Brüssel.

Von seinem Büro im neunten Stock des Europaparlaments aus kann Martin Schulz ganz Brüssel überblicken. Die Europäische Kommission liegt nur ein paar Straßenzüge entfernt. Der sozialdemokratische Parlamentspräsident schaut mit Sorge auf die Herausforderungen, die vor Deutschland und Europa liegen.

Hamburger Abendblatt: Die Automobilindustrie wird von einem Skandal um manipulierte Abgaswerte erschüttert. Können Sie ermessen, welche Dimension der Schaden hat?

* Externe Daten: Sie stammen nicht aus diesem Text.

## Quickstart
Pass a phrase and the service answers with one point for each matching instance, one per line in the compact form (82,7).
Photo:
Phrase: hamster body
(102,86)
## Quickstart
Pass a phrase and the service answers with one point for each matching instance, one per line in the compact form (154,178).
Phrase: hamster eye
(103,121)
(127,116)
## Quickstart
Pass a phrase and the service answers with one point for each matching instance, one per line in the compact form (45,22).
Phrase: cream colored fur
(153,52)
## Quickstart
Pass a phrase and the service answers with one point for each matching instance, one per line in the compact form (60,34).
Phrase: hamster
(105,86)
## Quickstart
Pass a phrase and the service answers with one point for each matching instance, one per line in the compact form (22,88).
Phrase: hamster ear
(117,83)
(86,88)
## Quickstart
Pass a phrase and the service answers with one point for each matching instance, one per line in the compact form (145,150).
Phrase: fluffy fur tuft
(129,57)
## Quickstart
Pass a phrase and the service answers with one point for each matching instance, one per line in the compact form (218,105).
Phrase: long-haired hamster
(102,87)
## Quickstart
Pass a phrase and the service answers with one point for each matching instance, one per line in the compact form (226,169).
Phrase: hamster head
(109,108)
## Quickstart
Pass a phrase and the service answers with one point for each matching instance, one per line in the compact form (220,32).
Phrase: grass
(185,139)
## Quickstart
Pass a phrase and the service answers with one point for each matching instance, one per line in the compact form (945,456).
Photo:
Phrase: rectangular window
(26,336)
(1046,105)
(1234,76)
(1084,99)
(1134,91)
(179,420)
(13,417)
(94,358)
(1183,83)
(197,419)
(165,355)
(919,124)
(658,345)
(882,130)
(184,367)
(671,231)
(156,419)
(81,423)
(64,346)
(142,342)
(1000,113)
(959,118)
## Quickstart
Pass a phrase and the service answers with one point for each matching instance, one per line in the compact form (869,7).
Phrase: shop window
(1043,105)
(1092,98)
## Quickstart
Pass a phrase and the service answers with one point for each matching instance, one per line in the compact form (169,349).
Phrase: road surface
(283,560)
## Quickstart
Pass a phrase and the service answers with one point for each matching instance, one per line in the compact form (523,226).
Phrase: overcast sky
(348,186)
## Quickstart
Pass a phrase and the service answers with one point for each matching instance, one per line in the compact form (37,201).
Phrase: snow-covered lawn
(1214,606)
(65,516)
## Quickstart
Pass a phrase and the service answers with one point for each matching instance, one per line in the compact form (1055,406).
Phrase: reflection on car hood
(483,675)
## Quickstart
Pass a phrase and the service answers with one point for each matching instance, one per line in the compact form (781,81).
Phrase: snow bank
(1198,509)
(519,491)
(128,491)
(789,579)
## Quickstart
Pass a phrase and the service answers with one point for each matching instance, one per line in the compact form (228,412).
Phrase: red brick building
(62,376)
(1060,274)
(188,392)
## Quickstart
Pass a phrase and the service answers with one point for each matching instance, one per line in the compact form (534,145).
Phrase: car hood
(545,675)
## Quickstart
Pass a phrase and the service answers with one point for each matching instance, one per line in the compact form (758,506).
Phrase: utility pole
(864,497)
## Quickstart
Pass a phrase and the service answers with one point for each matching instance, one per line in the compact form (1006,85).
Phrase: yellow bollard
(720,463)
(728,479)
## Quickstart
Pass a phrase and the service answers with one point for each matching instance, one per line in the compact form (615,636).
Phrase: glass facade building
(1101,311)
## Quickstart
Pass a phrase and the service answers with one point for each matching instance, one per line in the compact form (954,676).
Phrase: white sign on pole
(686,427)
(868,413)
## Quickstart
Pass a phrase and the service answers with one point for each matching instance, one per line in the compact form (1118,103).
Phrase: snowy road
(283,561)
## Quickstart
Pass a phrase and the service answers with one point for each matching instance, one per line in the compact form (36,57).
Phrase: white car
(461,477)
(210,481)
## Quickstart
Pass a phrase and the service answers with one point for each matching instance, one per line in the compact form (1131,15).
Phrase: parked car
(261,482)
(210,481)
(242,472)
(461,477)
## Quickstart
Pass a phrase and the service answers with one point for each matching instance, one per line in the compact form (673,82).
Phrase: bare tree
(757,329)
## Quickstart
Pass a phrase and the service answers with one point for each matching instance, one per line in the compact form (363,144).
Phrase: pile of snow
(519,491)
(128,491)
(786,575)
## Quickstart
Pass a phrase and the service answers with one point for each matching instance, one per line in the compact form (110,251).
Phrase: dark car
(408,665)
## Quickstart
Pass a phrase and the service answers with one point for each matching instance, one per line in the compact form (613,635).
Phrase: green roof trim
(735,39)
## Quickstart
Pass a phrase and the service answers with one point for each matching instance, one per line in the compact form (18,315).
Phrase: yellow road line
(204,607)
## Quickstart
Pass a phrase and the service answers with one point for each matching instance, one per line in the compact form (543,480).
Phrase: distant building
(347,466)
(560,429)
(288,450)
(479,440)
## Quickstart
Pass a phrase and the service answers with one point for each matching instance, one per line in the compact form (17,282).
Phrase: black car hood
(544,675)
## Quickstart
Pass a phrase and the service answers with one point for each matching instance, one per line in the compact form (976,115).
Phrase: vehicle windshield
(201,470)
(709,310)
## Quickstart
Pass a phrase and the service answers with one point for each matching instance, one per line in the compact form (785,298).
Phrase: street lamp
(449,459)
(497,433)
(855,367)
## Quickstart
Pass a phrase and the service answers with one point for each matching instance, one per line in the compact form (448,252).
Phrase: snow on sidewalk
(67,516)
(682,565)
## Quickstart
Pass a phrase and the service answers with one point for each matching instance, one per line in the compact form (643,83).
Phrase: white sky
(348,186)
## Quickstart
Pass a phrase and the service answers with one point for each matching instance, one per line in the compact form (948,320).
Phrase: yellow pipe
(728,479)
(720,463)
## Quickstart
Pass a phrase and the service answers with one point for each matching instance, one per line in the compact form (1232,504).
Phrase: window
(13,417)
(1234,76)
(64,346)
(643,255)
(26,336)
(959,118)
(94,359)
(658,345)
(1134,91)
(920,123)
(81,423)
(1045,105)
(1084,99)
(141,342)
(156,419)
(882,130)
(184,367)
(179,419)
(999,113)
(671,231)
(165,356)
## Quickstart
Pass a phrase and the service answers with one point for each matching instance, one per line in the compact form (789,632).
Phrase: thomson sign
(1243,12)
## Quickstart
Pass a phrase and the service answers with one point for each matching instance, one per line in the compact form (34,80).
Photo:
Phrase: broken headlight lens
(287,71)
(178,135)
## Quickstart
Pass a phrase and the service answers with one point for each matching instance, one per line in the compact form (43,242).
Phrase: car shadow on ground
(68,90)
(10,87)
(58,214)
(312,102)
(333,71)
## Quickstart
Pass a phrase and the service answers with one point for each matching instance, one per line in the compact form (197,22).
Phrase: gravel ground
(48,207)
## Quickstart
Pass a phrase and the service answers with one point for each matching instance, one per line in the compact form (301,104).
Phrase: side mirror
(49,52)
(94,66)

Martin Schulz: Das ist ein schwerer Schlag für die deutsche Wirtschaft insgesamt. Es ist kaum zu fassen, was da mit Fahrlässigkeit und möglicherweise sogar krimineller Energie gemacht wurde. Ich glaube aber, dass Volkswagen ein starker Konzern ist, der alle Chancen hat, die Krise zu überstehen. Entscheidend wird sein, Vertrauen zurückzugewinnen. Deswegen irritieren mich manche Reaktionen.

Welche?

Schulz: In Europa – und nicht nur da – gibt es leider auch Schadenfreude. Manchen Leuten ist Deutschland in den vergangenen Jahren als ein selbstgerechtes und selbstgefälliges Land erschienen, in dem alles besser ist als in jedem anderen. Die sagen jetzt: „Voilà! Die Deutschen kochen auch nur mit Wasser. Das tut denen auch mal gut.“ Ich finde das bitter.

Es waren Ermittlungen der US-Justiz, die zur Aufdeckung zweifelhafter Praktiken führten – wie schon im Fall der Fifa. Erkennen Sie Versäumnisse deutscher und europäischer Stellen?

Schulz: Ich kann nicht beurteilen, ob es in Deutschland und Europa strafbare Tatbestände gab, die man frühzeitig hätte erkennen können. Ich habe allerdings Zweifel an der Effektivität der Kontrollmechanismen. Jetzt geht es darum, so schnell wie möglich Prüfverfahren einzuführen, die nicht manipulierbar sind. Wir müssen die tatsächlichen Emissions- und Verbrauchswerte ermitteln: auf der Straße und nicht im Labor. Es ist völlig klar, dass die Kon­trollen schärfer werden müssen.

Sollten Manager, die Fehlverhalten in dieser Größenordnung verantworten, auch mit ihrem Privatvermögen haften?

Schulz: Das war ein Anschlag auf den Standort Deutschland, auf viele Tausend Kunden und Arbeitnehmer. Ob Volkswagen, ob Deutschland verlorenes Vertrauen zurückgewinnt, entscheidet sich auch bei der Aufarbeitung des Skandals. Wenn das Ausland sieht, dass die Justiz ohne Ansehen der Person die Schuldigen schnell zur Rechenschaft zieht, kann neues Vertrauen entstehen. Unabhängig von der strafrechtlichen Beurteilung sieht das Aktien- und Gesellschaftsrecht grundsätzlich eine Managerhaftung mit Privatvermögen vor. Es wäre in einem solchen Fall völlig unverständlich, wenn noch Abfindungs-und Bonusforderungen an den Konzern gestellt würden.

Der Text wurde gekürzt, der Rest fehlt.